Validating does not "hide bugs", you are just making stuff up now. The
application expects to have `E_POINTER` upon a `NULL` passed in. The reason why a `NULL` was passed is irrelevant, only that a specific state is expected. You have no idea what the application is doing nor why, only that it is a matter of fact that this is the behavior expected from the API. Since we cannot control the application code we can only provide it with what it expects and fix bugs pertaining to that. Incidentally your reasoning about Microsoft application being buggy is nonsensical, it has nothing to do with API's validating arguments - a blindly obvious practice in software engineering - it has to do with their huge API surface inherits vast amounts of complexity and from which issue emerges. Make no mistake, we are aware of apps that rely on error handling behavior and NULL pointer checks (just look for `E_POINTER` in wine codebase). In absence of an explicit evidence of an app relying on this particular behavior, we assume that the source of the "invalid pointer" bug lies elsewhere. Not fixing the root cause has *historically* been a common source of error from new contributors, so you'll probably encounter this default objection unless you're explicit about the error-check reliant behavior from the application side.
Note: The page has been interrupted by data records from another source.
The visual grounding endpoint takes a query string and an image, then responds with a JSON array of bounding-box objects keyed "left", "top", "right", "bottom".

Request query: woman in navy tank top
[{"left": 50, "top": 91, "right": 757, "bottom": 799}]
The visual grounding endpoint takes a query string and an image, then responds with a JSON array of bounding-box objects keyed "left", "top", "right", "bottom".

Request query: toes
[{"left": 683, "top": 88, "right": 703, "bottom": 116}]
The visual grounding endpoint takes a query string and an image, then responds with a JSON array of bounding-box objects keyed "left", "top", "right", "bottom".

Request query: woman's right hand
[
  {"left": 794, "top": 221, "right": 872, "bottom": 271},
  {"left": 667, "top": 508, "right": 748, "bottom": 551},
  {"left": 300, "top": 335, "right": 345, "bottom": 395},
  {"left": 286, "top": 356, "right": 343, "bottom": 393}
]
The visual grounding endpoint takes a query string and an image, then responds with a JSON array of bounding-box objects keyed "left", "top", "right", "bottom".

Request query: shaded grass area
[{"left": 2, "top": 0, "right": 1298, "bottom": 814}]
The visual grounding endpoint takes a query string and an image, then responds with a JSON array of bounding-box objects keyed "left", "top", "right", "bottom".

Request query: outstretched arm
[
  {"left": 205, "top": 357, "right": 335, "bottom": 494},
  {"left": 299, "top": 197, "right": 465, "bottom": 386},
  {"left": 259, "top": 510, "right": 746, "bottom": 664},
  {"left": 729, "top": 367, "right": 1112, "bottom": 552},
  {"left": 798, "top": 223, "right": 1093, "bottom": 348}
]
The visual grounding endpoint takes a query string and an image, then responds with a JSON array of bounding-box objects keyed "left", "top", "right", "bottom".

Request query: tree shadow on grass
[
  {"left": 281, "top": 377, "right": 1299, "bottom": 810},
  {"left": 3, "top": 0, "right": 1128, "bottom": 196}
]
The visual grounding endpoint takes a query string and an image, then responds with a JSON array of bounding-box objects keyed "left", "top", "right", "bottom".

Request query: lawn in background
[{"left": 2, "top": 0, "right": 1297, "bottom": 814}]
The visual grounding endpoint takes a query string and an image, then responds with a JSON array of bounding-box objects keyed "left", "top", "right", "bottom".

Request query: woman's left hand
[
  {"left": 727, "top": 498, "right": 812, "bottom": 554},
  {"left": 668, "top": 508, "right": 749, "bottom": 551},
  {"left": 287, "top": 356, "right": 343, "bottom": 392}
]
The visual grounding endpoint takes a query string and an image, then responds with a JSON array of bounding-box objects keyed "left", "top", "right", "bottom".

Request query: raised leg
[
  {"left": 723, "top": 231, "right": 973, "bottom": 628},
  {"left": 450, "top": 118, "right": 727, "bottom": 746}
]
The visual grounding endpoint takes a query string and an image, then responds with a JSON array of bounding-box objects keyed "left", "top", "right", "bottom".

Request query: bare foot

@iamahuman thanks mate. I can see what your underlying reasoning is about people doing drive-by patches that fix a seg fault that is downstream for something else and you rather the application crash. However it is sort of a user facing behavior of crashing to track a bug report of the upstream issue that does not really generalise since other applications that expect `E_POINTER` benefit. This is obvious defined behavior.
I sense the underlying issue below this is that you have got these drive-by one liner patches before without a deeper understanding on how to investigate and contribute to wine more long term, hence you linked me to how kern dev is done. I assure you this isn't my first rodeo. Working on radeon graphics, the driver is half the size of the kernel, mesa3d is very complex and working on coreboot things are sometimes very hard to debug when you don't yet have a DRAM controller. Yes, wine has a big job but that is how software is today but we just get on with it.
This patch was ultimately broken off from the rest of my larger bodies of work due to the review behaviors in order to puck out something least controversial to build momentum. It seems pretty clear to me now that upstream is a wast of my time.
Comments like,
I've seen a dozen oleaut32 patches that are mostly moving code around and renaming variables, it's impossible to tell if there was a valid bug fix buried in there.
shows a lack of reciprocating investment to improve things. idk if some specific wine devs got burnt in the past from lots of drive-by patches that don't fix things so now have overcompensated and ignore new developers.
The reality is that the oleaut32 implementation as-is in-tree is in a unworkable state to morph it into something actually functional.